Kets represent a configuration of the field (and the terminology is usually upgraded from "Hilbert space" to "Fock space"). $\lvert 0 1 0 \cdots 0\rangle$ is that there is 1 excitation (a particle) in some place specified by the second place in that vector.
To explain, let's take a simple example: A particle in a box. Normally, in undergrad quantum you solve the Schrödinger equation:
$$ E_1 \psi_1(x) = - \partial_x^2 \psi_1(x), \quad \psi(0)=0=\psi(L) $$
Here $\lvert \psi_1\rangle$ is a well-defined object in single particle quantum mechanics (i.e. $\psi_1(x) = \langle x | \psi_1 \rangle$). If I solve this eigenvalue equation for the first one: $E_1 = \pi/L$ then I get the wave function $\psi_1(x) = \sqrt{\frac2L}\sin(\pi x/L)$. But I want more particles and it is convenient to think of $\psi_1(x)$ as a field now.
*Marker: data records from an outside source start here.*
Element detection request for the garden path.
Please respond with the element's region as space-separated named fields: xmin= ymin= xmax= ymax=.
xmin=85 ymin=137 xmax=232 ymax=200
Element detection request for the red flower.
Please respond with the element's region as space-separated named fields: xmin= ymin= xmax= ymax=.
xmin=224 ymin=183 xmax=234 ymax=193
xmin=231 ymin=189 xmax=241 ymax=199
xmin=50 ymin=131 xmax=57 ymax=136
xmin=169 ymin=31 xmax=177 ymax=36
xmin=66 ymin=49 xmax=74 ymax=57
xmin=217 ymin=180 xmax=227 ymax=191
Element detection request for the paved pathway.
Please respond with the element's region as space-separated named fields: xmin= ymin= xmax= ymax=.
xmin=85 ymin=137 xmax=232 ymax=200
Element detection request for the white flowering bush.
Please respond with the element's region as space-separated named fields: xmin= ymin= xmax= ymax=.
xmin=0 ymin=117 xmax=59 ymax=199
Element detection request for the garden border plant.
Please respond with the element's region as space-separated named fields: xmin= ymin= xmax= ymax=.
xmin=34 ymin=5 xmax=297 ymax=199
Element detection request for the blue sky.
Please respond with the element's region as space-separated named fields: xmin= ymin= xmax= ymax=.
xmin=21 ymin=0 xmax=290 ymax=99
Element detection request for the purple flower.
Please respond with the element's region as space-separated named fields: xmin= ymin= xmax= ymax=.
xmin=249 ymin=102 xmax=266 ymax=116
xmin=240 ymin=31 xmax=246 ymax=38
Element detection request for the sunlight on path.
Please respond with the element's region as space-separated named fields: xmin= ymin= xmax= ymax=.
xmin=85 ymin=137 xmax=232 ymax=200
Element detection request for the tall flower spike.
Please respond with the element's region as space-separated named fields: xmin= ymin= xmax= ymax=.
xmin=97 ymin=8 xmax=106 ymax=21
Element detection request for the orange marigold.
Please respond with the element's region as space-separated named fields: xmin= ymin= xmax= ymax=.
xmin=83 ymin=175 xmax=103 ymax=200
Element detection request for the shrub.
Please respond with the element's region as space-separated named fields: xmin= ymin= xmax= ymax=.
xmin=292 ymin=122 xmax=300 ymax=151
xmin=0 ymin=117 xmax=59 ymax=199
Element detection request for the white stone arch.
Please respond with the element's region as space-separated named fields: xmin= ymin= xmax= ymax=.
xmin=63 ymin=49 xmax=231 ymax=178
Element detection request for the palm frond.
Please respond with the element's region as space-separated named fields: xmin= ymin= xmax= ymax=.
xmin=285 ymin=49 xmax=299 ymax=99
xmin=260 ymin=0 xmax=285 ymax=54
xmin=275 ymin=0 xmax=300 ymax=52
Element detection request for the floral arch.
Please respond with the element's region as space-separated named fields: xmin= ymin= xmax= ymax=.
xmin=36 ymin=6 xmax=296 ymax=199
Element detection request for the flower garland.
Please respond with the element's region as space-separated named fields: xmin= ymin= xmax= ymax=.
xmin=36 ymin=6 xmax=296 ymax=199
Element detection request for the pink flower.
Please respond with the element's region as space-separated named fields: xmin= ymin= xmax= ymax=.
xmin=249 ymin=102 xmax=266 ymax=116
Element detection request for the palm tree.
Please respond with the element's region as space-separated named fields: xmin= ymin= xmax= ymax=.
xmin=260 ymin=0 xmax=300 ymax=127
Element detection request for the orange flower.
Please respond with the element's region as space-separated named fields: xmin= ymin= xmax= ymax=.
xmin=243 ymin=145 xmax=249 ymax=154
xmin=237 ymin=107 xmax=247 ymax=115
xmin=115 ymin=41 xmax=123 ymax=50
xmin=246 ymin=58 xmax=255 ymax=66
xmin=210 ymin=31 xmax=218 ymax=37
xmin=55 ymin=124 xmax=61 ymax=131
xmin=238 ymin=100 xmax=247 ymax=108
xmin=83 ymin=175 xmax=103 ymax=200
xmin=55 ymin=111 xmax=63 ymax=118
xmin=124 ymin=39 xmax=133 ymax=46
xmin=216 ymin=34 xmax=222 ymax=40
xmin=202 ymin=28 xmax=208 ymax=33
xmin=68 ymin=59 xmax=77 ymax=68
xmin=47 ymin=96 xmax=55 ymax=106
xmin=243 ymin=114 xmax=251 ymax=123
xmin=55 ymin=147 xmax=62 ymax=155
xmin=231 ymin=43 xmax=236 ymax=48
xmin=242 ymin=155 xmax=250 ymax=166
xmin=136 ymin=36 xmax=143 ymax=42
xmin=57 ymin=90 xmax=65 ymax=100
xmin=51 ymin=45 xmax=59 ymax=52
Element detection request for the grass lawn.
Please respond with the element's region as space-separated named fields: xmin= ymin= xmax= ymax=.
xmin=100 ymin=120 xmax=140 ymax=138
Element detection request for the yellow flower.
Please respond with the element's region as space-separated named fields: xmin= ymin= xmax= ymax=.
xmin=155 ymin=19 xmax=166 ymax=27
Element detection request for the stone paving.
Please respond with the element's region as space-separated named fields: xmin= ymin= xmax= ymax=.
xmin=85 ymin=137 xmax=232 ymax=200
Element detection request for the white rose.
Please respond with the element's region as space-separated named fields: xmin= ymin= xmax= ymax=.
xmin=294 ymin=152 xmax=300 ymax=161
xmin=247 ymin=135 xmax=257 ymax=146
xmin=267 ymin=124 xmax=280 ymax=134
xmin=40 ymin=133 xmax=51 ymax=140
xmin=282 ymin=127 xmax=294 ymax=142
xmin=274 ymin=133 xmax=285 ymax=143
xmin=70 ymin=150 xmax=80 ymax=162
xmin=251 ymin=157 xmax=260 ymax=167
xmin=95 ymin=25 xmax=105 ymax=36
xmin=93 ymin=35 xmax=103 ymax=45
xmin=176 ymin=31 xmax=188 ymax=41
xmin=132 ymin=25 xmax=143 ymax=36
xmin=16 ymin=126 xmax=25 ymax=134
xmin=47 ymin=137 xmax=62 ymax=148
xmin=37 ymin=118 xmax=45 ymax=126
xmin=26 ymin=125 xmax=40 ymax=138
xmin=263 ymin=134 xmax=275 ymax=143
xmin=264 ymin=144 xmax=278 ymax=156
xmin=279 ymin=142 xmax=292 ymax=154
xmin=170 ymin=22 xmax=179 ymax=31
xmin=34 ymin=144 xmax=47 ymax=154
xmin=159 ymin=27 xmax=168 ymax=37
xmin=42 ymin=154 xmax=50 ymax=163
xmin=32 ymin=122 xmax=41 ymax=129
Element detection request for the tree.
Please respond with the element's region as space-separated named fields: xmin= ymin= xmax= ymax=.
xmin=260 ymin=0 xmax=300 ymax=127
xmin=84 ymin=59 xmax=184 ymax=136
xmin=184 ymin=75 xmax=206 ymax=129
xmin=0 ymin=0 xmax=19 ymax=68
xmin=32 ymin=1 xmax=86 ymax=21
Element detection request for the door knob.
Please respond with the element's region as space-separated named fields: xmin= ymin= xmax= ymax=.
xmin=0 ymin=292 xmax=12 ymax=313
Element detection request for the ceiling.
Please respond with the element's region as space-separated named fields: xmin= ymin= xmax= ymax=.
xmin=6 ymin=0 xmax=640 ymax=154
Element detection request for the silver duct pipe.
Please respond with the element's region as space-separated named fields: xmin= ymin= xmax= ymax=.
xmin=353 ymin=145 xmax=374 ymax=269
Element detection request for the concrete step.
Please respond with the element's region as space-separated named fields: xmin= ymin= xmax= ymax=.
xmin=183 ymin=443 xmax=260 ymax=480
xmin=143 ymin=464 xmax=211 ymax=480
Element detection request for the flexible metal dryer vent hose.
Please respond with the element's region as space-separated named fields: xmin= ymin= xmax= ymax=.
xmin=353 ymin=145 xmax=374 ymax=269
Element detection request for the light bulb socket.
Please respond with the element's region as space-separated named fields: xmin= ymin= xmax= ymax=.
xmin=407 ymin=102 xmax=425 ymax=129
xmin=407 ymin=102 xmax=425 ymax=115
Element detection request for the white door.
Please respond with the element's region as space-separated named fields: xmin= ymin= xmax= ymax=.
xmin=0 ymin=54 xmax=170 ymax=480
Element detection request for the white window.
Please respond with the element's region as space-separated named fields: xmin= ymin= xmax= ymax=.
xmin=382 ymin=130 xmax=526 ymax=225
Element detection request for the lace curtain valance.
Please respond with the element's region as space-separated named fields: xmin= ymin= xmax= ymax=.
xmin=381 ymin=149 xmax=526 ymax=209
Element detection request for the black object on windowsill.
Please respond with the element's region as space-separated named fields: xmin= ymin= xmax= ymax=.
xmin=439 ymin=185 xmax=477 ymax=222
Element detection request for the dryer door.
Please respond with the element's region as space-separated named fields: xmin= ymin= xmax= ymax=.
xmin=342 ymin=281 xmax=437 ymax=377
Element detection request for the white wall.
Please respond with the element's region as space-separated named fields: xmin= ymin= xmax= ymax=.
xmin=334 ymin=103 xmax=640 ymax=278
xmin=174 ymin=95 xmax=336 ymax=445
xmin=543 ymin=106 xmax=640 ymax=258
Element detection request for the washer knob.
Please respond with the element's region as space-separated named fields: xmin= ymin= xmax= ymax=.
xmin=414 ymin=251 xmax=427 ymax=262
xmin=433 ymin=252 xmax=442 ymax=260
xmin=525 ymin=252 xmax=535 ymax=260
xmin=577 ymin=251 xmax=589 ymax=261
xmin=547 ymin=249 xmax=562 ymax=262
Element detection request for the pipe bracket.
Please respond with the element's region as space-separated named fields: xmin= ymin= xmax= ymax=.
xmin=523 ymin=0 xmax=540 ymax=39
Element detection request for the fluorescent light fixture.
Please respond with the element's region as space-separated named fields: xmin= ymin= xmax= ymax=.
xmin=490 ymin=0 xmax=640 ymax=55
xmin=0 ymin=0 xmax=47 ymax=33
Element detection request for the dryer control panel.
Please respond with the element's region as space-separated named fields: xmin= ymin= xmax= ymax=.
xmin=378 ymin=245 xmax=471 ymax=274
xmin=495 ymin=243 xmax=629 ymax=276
So the way I do this is that I think of a larger "Fock" space that also takes into account number of particles.
If we say these are bosons, then we use boson ladder operators to create a particle. So, say that $a_x^\dagger$ creates a boson exactly at position $x$ in our system. Well, the $\psi(x)$ in our infinite square well is not at a single position, it is spread out over the whole box. So we begin with a state $\lvert{0}\rangle$ that has no particles, and to create the state associated with our solution to Schrödinger's equation we write
$$ \lvert{1 0 0 \cdots}\rangle = \int_0^L dx \,\psi_1(x) a_x^\dagger \lvert{0}\rangle $$
The notation $ \lvert{1 0 0 \cdots}\rangle $ is now that I have one particle in the first energy level. In fact, the boson operator that creates a particle at any energy $n\pi/L$ is just
$$ a_n^\dagger = \int_0^L dx \,\psi_n(x) a_x^\dagger $$
where $\psi_n(x)$ has energy $n\pi/L$. You can easily verify that these are still well-defined boson ladder operators and $[a_n,a_m^\dagger]=0$ if $n\neq m$ (the magic of orthogonality!).
So it is in this sense that the kets are now just "field configurations": In the way I wrote the ket above for the second quantized square well $\lvert 1 2 5 0 0 \cdots \rangle$ means 1 particle in $\psi_1$, 2 particles in $\psi_2$ and 5 particles in $\psi_3$. People like to write this ket as
$$\lvert 1 2 5 0 0 \cdots \rangle = a_1^\dagger (a_2^\dagger)^2 (a_3^\dagger)^5 \lvert \vec{0}\rangle,$$
where the $a$'s are my field operator. Those are what ket's in quantum field theory mean.
The indices inside my ket represent a particular basis for my boson field operators $a_n$ (the energy basis). I could also write a similar quantity in position space basis with $a_x^\dagger$ and those represent the field in quantum field theory $\Psi(\mathbf r)$.
But how does the Hamiltonian change? Well, consider this object:
$$ \mathcal H = \int dx \, a_x^\dagger (-\partial_x^2) a_x. $$
Now apply this to our ket $\lvert{10\cdots}\rangle$. After some boson algebra we get
$$ \mathcal H \lvert{10\cdots}\rangle = \int_0^L dx \,(-\partial_x^2\psi_1(x)) a_x^\dagger \lvert{0}\rangle = E_1 \int_0^L dx \,\psi_1(x) a_x^\dagger \lvert{0}\rangle = E_1 \lvert{10\cdots}\rangle. $$
We have found our Hamiltonian for the second quantized space of kets! Now, people like to work with the field instead of with the kets, so people will use this Hamiltonian $\mathcal H$ with the field operator $a_x$ to obtain its full evolution with the Heisenberg picture.